Closer Look – the Inside
Opening the Razer Blade 15 Base Edition is easy using a torx-screwdriver.
Everything is easy to find and replace. The NVMe-SSDs sit on the left lower corner. This is PCI-E 3.0 “only” but we haven’t seen any PCI-E 4.0-capable motherboard/chipsets in laptops yet so not surprising. It should have plenty of speed for the foreseeable future. Both NVMe and SATA-SSDs are supported.
The NVMe-SSD included is a 512 GB Samsung MZVLB512HBJQ-00A00 which according to NovaBench has a read speed of 2500 MB/s and a write speed of 1700 MB/s.
The memory also is from Samsung and is two 8 GB PC4-3200 SODIMM-sticks. The memory however is listed as 16GB dual-channel DDR4-2933MHz on Razers website.
To the right you also can find the Intel AX201 WIFI/Bluetooth card. This supports Wifi 6 and Bluethooth 5.1. If you want Wifi 6E and Bluetooth 5.2 you will have to get the Advanced Edition which comes with the AX220. I’m guessing you should be able to upgrade it to the AX220 here to and I have actually ordered one but it might take a while to get it.

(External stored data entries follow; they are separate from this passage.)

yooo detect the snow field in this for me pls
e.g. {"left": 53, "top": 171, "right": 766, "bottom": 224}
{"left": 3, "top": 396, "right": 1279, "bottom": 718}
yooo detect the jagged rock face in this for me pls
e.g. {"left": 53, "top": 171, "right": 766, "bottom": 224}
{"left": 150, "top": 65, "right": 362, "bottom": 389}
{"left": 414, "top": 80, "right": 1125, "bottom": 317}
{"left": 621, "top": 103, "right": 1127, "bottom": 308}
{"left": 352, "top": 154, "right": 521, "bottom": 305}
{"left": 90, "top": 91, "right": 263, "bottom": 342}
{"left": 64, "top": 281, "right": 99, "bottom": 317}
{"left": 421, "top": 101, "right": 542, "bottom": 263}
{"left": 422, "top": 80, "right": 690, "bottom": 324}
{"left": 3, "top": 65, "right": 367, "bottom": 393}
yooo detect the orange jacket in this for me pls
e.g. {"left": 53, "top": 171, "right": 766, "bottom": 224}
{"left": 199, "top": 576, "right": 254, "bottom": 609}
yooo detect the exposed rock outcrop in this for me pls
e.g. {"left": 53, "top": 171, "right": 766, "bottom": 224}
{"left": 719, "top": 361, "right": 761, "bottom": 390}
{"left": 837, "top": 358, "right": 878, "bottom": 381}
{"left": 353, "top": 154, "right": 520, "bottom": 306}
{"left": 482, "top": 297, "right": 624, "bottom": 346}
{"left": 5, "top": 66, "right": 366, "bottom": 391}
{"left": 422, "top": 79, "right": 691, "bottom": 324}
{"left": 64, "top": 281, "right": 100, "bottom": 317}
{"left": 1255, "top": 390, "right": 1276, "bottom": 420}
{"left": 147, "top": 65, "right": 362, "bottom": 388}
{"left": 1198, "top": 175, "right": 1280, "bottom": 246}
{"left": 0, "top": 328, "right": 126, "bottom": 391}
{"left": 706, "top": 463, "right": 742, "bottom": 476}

At the top we find the whole vapor-cooling system with 3 heat-pipes and two fans. There is also a large heatsink sitting over the entire area.
On the bottom-cover you can see the mesh net for the intake/exhaust as well as a few heat-conductive pads for getting heat away from the SSDs.

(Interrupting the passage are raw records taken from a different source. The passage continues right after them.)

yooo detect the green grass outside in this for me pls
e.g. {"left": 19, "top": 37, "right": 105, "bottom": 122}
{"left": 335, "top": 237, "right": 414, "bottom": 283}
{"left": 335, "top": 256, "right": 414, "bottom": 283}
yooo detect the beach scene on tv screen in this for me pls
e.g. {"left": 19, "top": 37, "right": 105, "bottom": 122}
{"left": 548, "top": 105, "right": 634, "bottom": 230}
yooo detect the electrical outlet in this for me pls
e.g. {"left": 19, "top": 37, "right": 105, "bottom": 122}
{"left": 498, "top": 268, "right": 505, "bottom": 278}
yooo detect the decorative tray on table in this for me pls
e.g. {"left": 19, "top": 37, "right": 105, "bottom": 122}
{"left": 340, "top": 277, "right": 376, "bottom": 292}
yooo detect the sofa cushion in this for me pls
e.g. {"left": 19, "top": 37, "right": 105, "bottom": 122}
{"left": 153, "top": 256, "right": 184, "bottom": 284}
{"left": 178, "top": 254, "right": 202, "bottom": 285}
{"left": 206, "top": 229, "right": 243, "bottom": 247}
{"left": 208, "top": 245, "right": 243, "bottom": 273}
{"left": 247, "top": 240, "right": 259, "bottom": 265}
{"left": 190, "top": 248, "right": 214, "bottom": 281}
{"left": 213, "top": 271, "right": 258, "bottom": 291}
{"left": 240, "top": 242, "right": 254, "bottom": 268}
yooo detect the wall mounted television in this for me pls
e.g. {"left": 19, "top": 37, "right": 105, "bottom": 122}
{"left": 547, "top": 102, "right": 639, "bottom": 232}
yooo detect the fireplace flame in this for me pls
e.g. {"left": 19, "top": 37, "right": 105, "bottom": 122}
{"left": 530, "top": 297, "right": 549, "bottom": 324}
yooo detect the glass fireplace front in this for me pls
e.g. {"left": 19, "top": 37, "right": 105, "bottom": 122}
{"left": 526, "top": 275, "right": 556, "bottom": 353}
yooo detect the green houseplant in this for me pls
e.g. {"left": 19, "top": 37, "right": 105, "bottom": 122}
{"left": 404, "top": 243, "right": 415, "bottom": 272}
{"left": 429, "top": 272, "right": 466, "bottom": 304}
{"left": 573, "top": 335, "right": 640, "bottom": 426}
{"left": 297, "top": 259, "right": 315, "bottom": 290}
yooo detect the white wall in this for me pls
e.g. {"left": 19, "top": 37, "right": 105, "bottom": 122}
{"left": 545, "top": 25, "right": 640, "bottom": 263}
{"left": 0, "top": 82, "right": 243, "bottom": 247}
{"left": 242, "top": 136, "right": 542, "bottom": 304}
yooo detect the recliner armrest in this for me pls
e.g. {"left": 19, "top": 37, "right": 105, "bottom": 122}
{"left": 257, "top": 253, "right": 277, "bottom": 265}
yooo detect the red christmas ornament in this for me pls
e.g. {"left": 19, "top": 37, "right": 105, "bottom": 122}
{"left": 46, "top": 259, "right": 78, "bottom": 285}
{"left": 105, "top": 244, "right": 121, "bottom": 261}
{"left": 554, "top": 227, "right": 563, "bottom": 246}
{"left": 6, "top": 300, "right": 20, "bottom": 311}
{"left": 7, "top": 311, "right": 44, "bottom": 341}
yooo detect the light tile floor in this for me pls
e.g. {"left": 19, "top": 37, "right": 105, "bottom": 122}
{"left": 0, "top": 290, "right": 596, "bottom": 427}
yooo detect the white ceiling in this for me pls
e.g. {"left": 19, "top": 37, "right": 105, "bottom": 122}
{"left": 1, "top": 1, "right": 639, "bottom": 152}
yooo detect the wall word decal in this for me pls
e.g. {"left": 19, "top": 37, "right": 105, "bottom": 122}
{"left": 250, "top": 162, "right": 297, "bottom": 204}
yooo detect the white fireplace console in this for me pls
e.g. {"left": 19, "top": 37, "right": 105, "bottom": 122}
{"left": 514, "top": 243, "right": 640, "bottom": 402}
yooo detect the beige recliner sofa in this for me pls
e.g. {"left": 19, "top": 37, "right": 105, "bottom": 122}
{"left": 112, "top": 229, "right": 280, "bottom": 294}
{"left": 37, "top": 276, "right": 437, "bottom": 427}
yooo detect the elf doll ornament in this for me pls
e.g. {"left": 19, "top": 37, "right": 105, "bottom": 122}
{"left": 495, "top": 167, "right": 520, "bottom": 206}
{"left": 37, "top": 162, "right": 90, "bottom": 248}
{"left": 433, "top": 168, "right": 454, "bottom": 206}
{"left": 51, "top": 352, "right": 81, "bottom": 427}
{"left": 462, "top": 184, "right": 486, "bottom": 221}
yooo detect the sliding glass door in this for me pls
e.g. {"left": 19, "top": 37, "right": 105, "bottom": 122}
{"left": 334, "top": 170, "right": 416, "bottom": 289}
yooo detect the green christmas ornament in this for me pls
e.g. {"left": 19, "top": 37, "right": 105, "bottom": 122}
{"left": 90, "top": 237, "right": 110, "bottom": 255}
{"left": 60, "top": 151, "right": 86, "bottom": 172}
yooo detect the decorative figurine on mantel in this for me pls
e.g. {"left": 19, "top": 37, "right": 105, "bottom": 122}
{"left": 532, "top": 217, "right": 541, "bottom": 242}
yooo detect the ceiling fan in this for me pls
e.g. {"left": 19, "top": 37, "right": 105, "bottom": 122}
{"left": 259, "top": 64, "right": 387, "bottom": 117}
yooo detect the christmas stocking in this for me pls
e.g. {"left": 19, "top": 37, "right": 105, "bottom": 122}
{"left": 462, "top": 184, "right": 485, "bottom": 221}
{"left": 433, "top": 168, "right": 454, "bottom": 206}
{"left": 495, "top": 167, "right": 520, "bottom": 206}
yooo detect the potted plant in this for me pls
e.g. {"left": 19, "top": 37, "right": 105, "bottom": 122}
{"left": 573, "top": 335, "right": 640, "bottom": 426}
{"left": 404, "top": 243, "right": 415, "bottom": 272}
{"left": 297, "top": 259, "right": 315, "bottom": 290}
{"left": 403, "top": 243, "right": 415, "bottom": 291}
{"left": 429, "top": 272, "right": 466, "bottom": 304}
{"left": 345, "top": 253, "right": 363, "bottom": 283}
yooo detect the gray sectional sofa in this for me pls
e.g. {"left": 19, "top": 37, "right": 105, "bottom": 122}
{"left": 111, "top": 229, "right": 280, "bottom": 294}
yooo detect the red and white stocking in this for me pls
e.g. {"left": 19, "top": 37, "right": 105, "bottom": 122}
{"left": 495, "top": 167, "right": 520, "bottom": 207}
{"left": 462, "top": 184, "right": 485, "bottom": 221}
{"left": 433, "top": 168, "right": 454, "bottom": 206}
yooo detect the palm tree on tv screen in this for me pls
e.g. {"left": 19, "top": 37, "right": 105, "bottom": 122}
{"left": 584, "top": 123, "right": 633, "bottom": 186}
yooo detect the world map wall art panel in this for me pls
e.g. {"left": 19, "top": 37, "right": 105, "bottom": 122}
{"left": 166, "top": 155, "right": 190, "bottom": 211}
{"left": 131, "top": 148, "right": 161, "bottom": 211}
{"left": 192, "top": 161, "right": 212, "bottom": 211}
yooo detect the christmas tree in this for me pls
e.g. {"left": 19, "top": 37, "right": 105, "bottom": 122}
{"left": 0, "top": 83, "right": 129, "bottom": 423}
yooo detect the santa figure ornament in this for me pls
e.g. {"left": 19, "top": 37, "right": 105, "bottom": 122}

I installed a 1 TB Samsung 970 Evo Plus as I felt that 512 GB was on the small side when installing tons of games. As expected, the installation was easy and I was up and running in no time.
The Razer Blade 15 Base Edition comes with Windows 10 Home. At start you get to set up everything including approving the various things that Microsoft wants to collect info on.
The main program that Razer includes is Razer Synapse. This is where you can handle some of the settings for the laptop including the keyboard lightning, macros as well as connections to other Chroma-capable peripherals.
This is also the software that handles the performance settings. Currently you can only select from three pre-define settings when the laptop is plugged in: Balanced, Creator (give CPU more power) and Gaming (give GPU more power). On battery only the balanced settings is available. I have seen other Razer computers that have the option to create a custom setting but that is missing.
The laptop supports Nvidia Optimus which lets the computer choose to run the iGPU or the Nvidia dGPU. However, when I bought the laptop it had a nasty bug where as soon as you changed to dGPU and rebooted the laptop the screen was black. You had to change back in the bios to get an image again. This was a problem between the laptop and newer Nvidia drivers but now at the time of writing it all works fine again.
Unfortunately, there is another issue which is extremely annoying. If you choose Nvidia Optimus mode you are stuck at 60 Hz, both in Windows (on iGPU) and in games (with the Nvidia RTX 3070). If you change to dGPu then you can select 60 Hz or 165 Hz.
I’ve tested a MSI GE76 Raider with a RTX3080 and that had no issues allowing both the iGPU and the Nvdidia GPU to run at higher refresh-rate when in Optimus mode so I am not sure what the issue is here.
Another piece of software that is included is Razer Cortex.
The software allows you to “boost” the computer before starting a game. This means turning on certains settings and turning off others to give the games as much resources as possible. You notice it working when starting a game as you see it clearing the memory before starting the game.
You can also let it store fps for a game as well as use it to boost a few selected games where you can decide what is important for you (quality versus performance).